We will build the recommender models by using the splitting method that randomly assign a predefined proportion of the users to the training set and all others to the test set. For this project, we allocate 80% of the dataset to the training set and 20% to the test set. 10 ratings per user will be given to the recommender to make predictions and the other ratings are held out for computing prediction accuracy.

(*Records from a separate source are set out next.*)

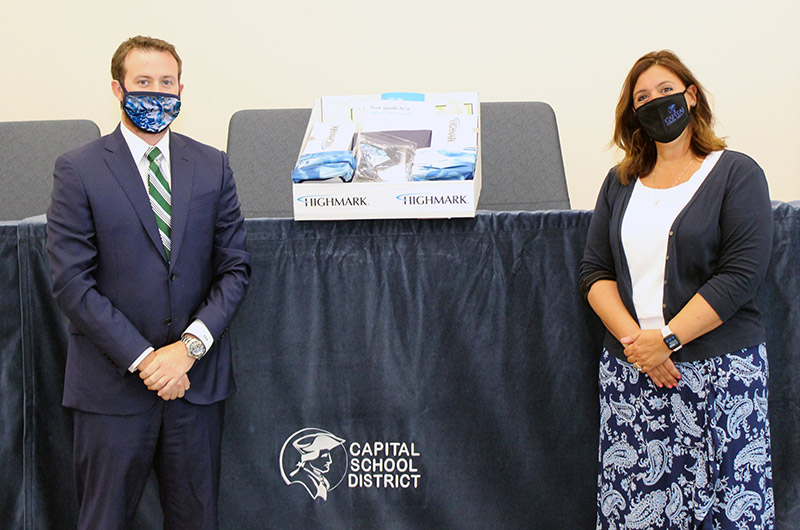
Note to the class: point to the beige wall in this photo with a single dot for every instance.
(573, 55)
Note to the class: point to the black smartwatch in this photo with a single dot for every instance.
(672, 342)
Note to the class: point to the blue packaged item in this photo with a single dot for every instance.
(445, 165)
(325, 165)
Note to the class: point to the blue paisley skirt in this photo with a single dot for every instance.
(693, 457)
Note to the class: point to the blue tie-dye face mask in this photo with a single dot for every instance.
(151, 111)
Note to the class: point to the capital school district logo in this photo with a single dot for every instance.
(315, 459)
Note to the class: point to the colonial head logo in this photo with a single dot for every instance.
(316, 459)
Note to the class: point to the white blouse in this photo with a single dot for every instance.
(646, 227)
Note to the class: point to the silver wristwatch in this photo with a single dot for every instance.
(195, 346)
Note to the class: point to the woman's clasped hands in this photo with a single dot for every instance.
(648, 353)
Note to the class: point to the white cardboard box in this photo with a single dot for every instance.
(337, 200)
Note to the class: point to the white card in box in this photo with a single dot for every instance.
(337, 200)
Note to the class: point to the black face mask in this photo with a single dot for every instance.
(665, 118)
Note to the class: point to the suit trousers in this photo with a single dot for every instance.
(113, 456)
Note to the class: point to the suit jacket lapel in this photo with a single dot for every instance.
(120, 162)
(182, 182)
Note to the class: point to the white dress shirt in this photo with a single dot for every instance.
(138, 149)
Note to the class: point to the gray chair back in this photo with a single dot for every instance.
(28, 152)
(521, 159)
(263, 145)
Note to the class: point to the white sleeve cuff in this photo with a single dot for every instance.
(132, 368)
(199, 330)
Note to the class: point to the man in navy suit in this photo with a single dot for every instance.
(149, 281)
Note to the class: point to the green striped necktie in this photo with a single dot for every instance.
(160, 198)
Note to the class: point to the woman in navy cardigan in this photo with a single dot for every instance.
(678, 245)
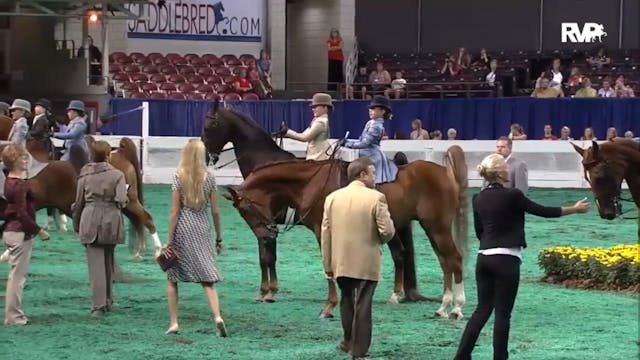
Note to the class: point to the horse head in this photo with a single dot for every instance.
(604, 170)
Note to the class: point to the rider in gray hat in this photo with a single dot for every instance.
(317, 133)
(77, 129)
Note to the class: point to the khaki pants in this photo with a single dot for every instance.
(19, 259)
(101, 270)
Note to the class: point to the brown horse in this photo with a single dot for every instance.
(436, 196)
(605, 166)
(125, 159)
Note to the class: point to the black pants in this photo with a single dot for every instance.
(497, 277)
(355, 313)
(335, 74)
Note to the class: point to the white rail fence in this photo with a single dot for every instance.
(551, 164)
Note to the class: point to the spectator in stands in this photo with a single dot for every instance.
(380, 78)
(483, 60)
(606, 90)
(451, 67)
(599, 59)
(452, 134)
(242, 84)
(548, 133)
(621, 89)
(418, 133)
(586, 90)
(361, 81)
(463, 59)
(492, 76)
(518, 172)
(517, 133)
(264, 67)
(588, 134)
(397, 86)
(612, 133)
(336, 59)
(575, 78)
(565, 133)
(544, 91)
(556, 75)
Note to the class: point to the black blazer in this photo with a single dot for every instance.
(498, 216)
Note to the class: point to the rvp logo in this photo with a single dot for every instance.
(589, 34)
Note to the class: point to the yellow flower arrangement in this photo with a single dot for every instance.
(618, 265)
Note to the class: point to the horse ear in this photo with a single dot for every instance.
(578, 149)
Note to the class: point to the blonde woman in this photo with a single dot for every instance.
(189, 233)
(498, 216)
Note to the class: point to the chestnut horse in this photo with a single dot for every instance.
(605, 166)
(436, 196)
(125, 159)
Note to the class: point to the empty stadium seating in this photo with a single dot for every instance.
(174, 76)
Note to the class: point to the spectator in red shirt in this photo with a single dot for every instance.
(547, 133)
(336, 59)
(242, 84)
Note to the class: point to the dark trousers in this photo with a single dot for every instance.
(497, 277)
(355, 313)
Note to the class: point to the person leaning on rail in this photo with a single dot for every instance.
(498, 216)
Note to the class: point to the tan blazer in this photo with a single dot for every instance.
(101, 195)
(315, 136)
(356, 223)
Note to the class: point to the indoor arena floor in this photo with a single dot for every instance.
(549, 322)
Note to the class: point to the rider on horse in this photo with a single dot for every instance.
(369, 142)
(317, 133)
(75, 131)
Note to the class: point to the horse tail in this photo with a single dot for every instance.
(130, 152)
(457, 171)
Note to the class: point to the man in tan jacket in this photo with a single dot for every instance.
(356, 223)
(317, 134)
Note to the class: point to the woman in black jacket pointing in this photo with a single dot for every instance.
(499, 223)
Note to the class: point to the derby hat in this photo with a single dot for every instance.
(321, 99)
(380, 101)
(45, 103)
(76, 105)
(21, 104)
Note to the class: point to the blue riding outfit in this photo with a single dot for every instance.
(74, 133)
(368, 144)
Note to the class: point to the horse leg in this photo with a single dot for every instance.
(451, 263)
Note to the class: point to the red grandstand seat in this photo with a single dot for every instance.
(121, 77)
(149, 87)
(131, 68)
(213, 79)
(195, 79)
(213, 96)
(157, 78)
(204, 88)
(114, 68)
(139, 77)
(175, 78)
(168, 70)
(176, 96)
(221, 71)
(250, 96)
(232, 97)
(186, 88)
(168, 87)
(157, 96)
(150, 69)
(137, 95)
(194, 96)
(247, 59)
(186, 70)
(204, 71)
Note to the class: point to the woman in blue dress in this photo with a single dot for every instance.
(368, 144)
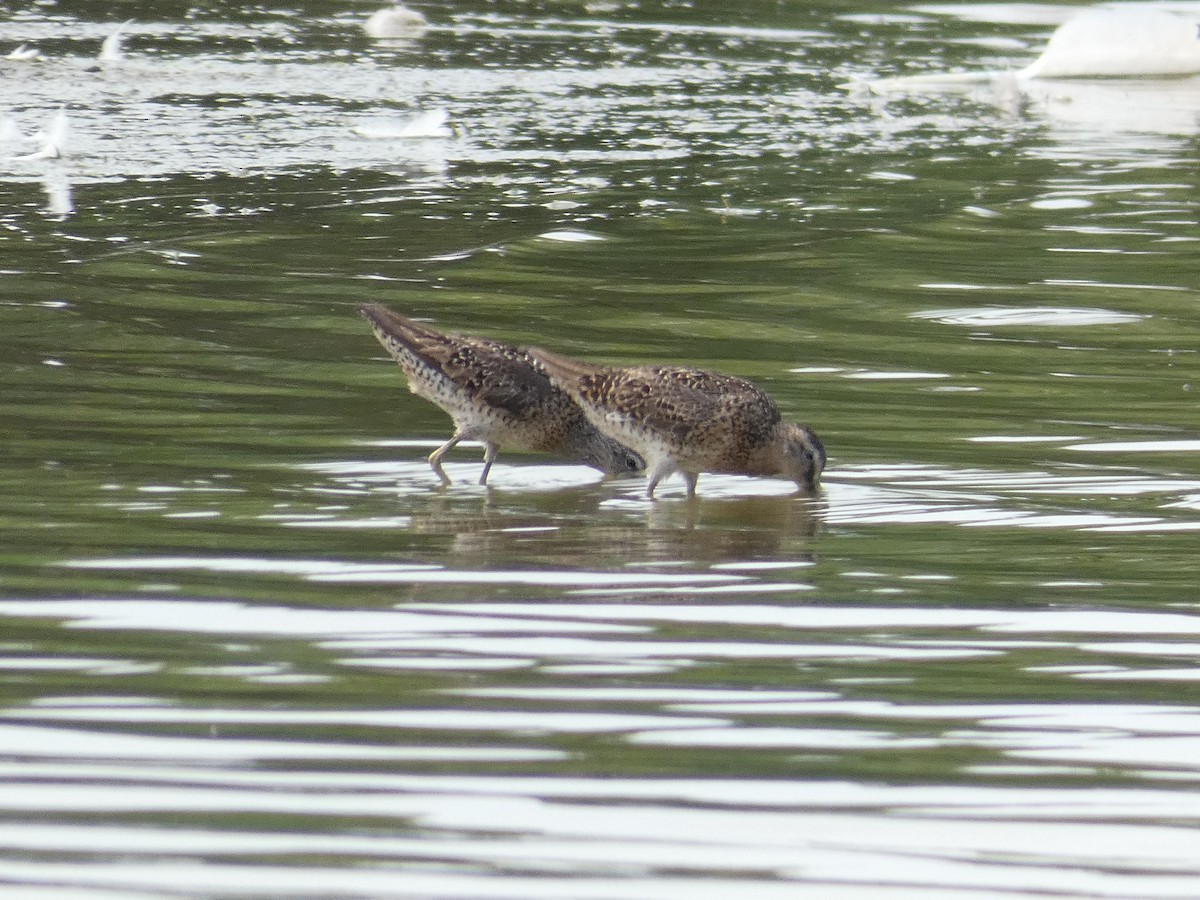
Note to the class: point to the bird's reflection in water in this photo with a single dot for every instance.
(577, 528)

evaluation <- evaluationScheme(ratings_matrix, method = "split", train = 0.8, given = 10)
evaluation
## Evaluation scheme with 10 items given
## Method: 'split' with 1 run(s).
## Training set proportion: 0.800
## Good ratings: NA
## Data set: 378 x 436 rating matrix of class 'realRatingMatrix' with 36214 ratings.
train <- getData(evaluation, "train")
train
## 302 x 436 rating matrix of class 'realRatingMatrix' with 28874 ratings.
test_known <- getData(evaluation, "known")
test_known
## 76 x 436 rating matrix of class 'realRatingMatrix' with 760 ratings.
test_unknown <- getData(evaluation, "unknown")
test_unknown
## 76 x 436 rating matrix of class 'realRatingMatrix' with 6580 ratings.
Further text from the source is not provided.